Ruby Knowles, with the Continuing Care branch of the Department of Health, says steps have been taken to address concerns around staffing. Inspectors now visit each nursing home twice a year (once unannounced) and require the owner to supply actual time sheets for the hours staff worked compared with the hours staff were scheduled.
Knowles acknowledges many facilities have difficulty finding enough staff, and rather than close them, she says inspectors will sometimes issue “short term licences for three months” to give nursing homes time to comply.
The NS Health Department is also reviewing another recommendation in “Broken Homes” that calls for hiring more RNs — at the same time the province next door is preparing to amputate a portion of its professional staff.

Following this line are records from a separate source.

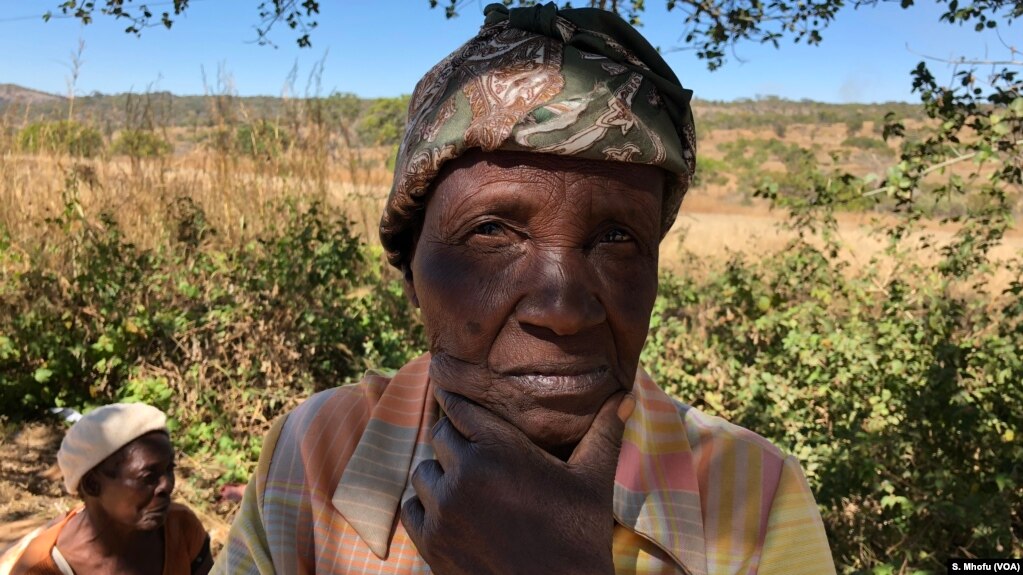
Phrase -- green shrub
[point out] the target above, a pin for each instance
(60, 137)
(223, 340)
(901, 399)
(140, 143)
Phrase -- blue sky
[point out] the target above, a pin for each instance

The Nurses Union wants the Province to update 1978 regulations that still require only one RN be on duty at homes where there are 30 or more residents. Using Freedom of Information legislation, CBC News recently reported that since 2013, a total of 15 nursing homes in rural areas have told the Department of Health of instances when they couldn’t find a RN to meet that minimum staffing requirement. No sanctions were levied.
Knowles says “it’s too early” to say whether staffing ratios will be included in changes to the Act for Special Care Homes. She says it is likely to form part of a review of the Continuing Care strategy ordered by the Province that’s about to get underway and must be completed in 2017.
Whether that’s soon enough to prevent elderly residents from being short-changed on care — or nurses from leaving homes to work in hospitals where patient ratios are much better — is anybody’s guess. Discussions about staffing between the Nurses’ Union and Department of Health are planned for next month.
See related article: “People are living too long in nursing homes.”
I’m very glad that you are keeping a close eye on this important issue. Thank you, Jennifer Henderson.
I think it’s really unfortunate that these nursing homes can admit to understaffing or absent-staffing these people –which as you pointed out is a violation of minimum staffing standards– and not be punished in some manner. It’s as if a cat is tearing up your chesterfield: if you don’t punish the behaviour, it’s going to continue to happen. There are a lot of things Long Term Care places, and adult-inpatient care centres are getting away with. However, being a nurse in adult-inpatient care, I find other nurses typically don’t swap over from the Long Term Care system into inpatient systems. The nurse:patient ratios may be better on paper in the hospital setting, but you give much more of yourself in the hospital. When you’re getting close to or in your retirement, nurses typically swap over to Long Term Care. However, the way hospitals are being managed in this province, and the ever increasing acuity of the population of this province –and the Atlantic Provinces for that matter– is requiring all nurses to give over 100% of themselves when they’re in their prime. By the time retirement rolls around, having spent years burning out both mentally and physically in the hospital environment means the culture of switching to a nursing home or assisted living facility when you’re an older nurse just isn’t happening anymore. Nothing left in the tank and seniors end up taking the brunt.
Excellent article.
The Herald never had articles of this length and depth.